Dear mental illness,
We’ve known each other for a few months now, but not in the best of ways. You have controlled my emotions and taken over my life long before my doctor introduced us. When I was told about you, I was scared. I was scared because you made me someone else, someone I did not know.
Because of you, I cried a lot—some days I still do. You came around without warning, showing up when I least wanted to feel the sadness you carried.
Because of you, I lost me. You were controlling and unforgiving. You made me feel guilty for everything, forcing the tears from my eyes. You made me question the choices I was making, and if I was worthy of the people around me. You made me feel like I was gasping for air while 10 feet underwater.
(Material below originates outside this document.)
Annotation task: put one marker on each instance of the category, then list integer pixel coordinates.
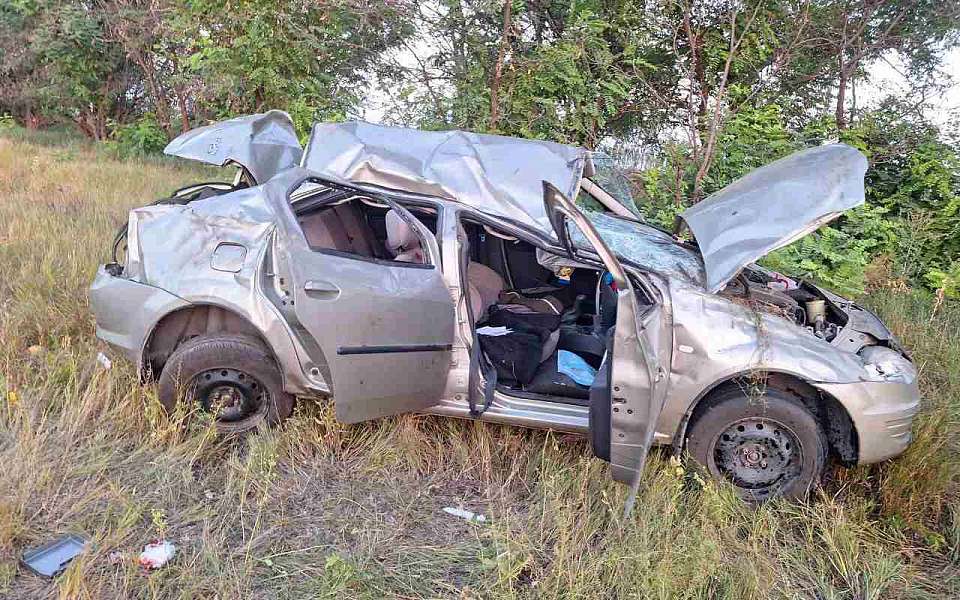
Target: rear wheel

Thanks to doctors, you’re controlled by little blue pills which to this day make me feel like less than who I am. Because I need these medications to be “normal”, to be myself. I am a part of the 26 percent of people my age who struggle with something like you, and unfortunately, a lot of these people go undiagnosed. They don’t have the little blue pills to make you go away. Because I am lucky enough to have the most supportive and loving friends, family, and boyfriend, you are tolerable. You’ve been muted and only sneak up on me once in a while.
Thanks to you, I’ve become stronger and have learned how to cope. I have learned how ignorant some people are because I “look normal.” Mental illness is more than looks, it’s uncontrollable and can be difficult to navigate.
To everyone else in the 26 percent, you are not alone.